Can Machines Learn Indian Classical Music?


September 6, 2012


Ajay Srinivasamurthy


Universitat Pompeu Fabra (UPF)


Music Technology is a multidisciplinary field that uses the tools available to engineers to develop specific tools for understanding, analysis, and synthesis of music. Music Information Research (MIR) draws from several fields such as signal processing, machine learning, computer science, psychology, and musicology. This talk will discuss a few MIR tools in the context of Indian classical music. In specific, Multiple Viewpoint Modeling and Rhythm Modeling will be discussed in detail. Multiple viewpoint models can be used for melody continuation. Rhythm models aim to extract useful rhythm related information such as the pulse, beat, and phrase boundaries from music.
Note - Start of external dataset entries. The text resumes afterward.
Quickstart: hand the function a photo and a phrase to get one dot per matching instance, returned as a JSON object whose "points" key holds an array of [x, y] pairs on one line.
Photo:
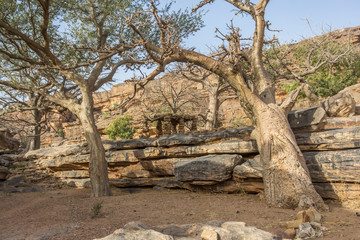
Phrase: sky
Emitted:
{"points": [[289, 16]]}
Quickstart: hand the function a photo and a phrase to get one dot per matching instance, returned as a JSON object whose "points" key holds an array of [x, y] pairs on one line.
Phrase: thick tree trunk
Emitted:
{"points": [[33, 141], [97, 165], [212, 112], [287, 181]]}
Using the new set of MIR tools, we can develop several interesting applications which aim to create a novel experience with music for both musicians and the audience.


Ajay Srinivasamurthy

Ajay Srinivasamurthy is a doctoral student at the Music Technology Group, Universitat Pompeu Fabra (UPF), Barcelona, Spain. He works on rhythm modeling of Indian classical music as a part of the CompMusic project. His research interests broadly include Audio, Music and Speech Signal Processing, Psychoacoustics, Computer Music, Machine Learning, and Biomedical signal processing. Prior to joining UPF, he was a research assistant at the Georgia Tech Center for Music Technology, Atlanta. He has worked at the mobile music startup Smule Inc. in Atlanta and GE Global Research, Bangalore. He has an M.E. in Signal Processing from IISc, Bangalore and a B.Tech in Electronics and Communications from National Institute of Technology Karnataka, Surathkal.